La sucursal postal del PSUV
El intenso, instantáneo y personal intercambio electrónico, ha dejado presuntamente atrás el postal y telegráfico La propia estampa del repartidor de abultadas cartas y sucintos mensajes, con su penoso y largo recorrido por calles y callejuelas, convertida la filatelia en una afición de anticuarios, ha desaparecido del imaginario social. Empero, la realidad resulta engañosa.
El despacho físico de correspondencia, incluyendo la entrega circulante y su emblemático motorizado, la ha asumido el sector privado de la economía ante el evidente fracaso del Estado que prestó el servicio, acaso, como la mejor señal de su existencia. En un país de confusas e interesadas estadísticas, es demasiado evidente, por una parte, la escasa oferta del servicio público, prácticamente borradas las oficinas que otrora lo facilitaban en todo el territorio nacional; y, por otra, la sobrada desconfianza que ha generado en términos de privacidad, pues, ni el Estado mismo garantiza la inviolabilidad de la correspondencia convencional y virtual.
Nadie podrá argumentar sobre la universalidad del fenómeno, pues, otros países ejemplifican muy bien la eficacia y eficiencia en la prestación pública del servicio que, además de asegurar un ingreso por la venta de estampillas y el troquelamiento de los sobres y bultos, concita la sana competencia de los prestatarios privados.
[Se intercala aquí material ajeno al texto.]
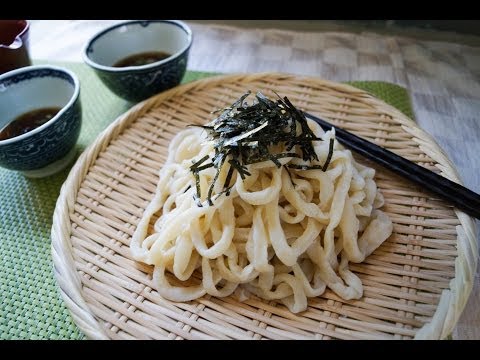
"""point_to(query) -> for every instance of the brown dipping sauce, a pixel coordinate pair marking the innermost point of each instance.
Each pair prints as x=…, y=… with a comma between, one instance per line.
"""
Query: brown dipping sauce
x=140, y=59
x=27, y=122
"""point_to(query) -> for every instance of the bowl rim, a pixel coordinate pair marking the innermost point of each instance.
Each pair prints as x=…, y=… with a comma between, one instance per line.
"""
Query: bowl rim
x=99, y=34
x=71, y=101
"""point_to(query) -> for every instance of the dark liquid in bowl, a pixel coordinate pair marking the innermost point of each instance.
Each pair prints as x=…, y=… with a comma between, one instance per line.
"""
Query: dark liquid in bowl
x=142, y=59
x=27, y=122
Y si bien es cierto que la telegrafía ha disminuido dramáticamente, no menos lo es que constituye un medio idóneo de notificación en los predios judiciales; o que la bancarización efectiva de la sociedad, inutilizando los necesarios y célebres giros postales de antes, obligó al perfeccionamiento de otras facetas que marcan una interesante evolución en diferentes latitudes, mientras acá sabemos de la insólito deterioro de una burocracia superviviente.
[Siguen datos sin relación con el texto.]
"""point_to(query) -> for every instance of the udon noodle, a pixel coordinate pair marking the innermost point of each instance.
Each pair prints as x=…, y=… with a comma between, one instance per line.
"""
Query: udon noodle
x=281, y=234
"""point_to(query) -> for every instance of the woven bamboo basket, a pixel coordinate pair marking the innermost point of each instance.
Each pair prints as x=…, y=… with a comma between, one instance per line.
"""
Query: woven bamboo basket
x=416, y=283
La reaparición del Instituto Postal-Telegráfico (Ipostel), en el firmamento periodístico del gobierno, no se debe a las bondades de un proceso de actualización profesional y consiguiente reconversión de sus actividades, con la finalidad de generar y ganar la confianza de los venezolanos, sino a la maléfica y descarada celebración de su definitiva adscripción como dependencia del PSUV. Un calificado vocero partidista ha anunciado la sorprendente implementación de sendos buzones en las propias oficinas de Ipostel, en todo el país, dizque para evacuar la consulta inherente a esa inmensa estafa política que llaman “debate constituyente” (¿y el debate de lo constituido?).
Además de revelar la hipotética existencia de 94 oficinas públicas en el país (17 de las cuales, caraqueñas), reconocida la precariedad del servicio respecto a una población que lo rebasa de largo, el anuncio y la disposición partidista apunta a la sonoridad inevitable del peculado de uso. Circunstancia sin precedentes en nuestro historial, trastocadas esas oficinas en sendos locales para escenificar el tal debate que deberán cumplimentar los mismos empleados de Ipostel, a menos que deseen arriesgar sus cargos, rifándolos ante el disgusto de sus (es) forzados movilizadores, lo peor es el anuncio que ha hecho el diputado Darío Vivas con absoluto desenfado (Ciudad Caracas, 16/11/12).
La abusiva actividad impuesta a Ipostel, cuya directiva reclamará toda la gratitud que haga posible su estabilidad, es una afrenta a la vieja tradición postal y telegráfica que llegó a sintetizar el meritorio cartero venezolano. Valga la coletilla, siquitrillándolas, nos permite recordar aquellas escenas de las novelas de John Dos Passos o Paul Auster, en las que el interesado postergaba telegráficamente la cita del almuerzo con una hora o menos de antelación; o, avanzada la noche, depositaba su pieza en un buzón receptor de correspondencia cercano a casa, en la multitudinaria Nueva York de principios del siglo XX o despuntando el XXI.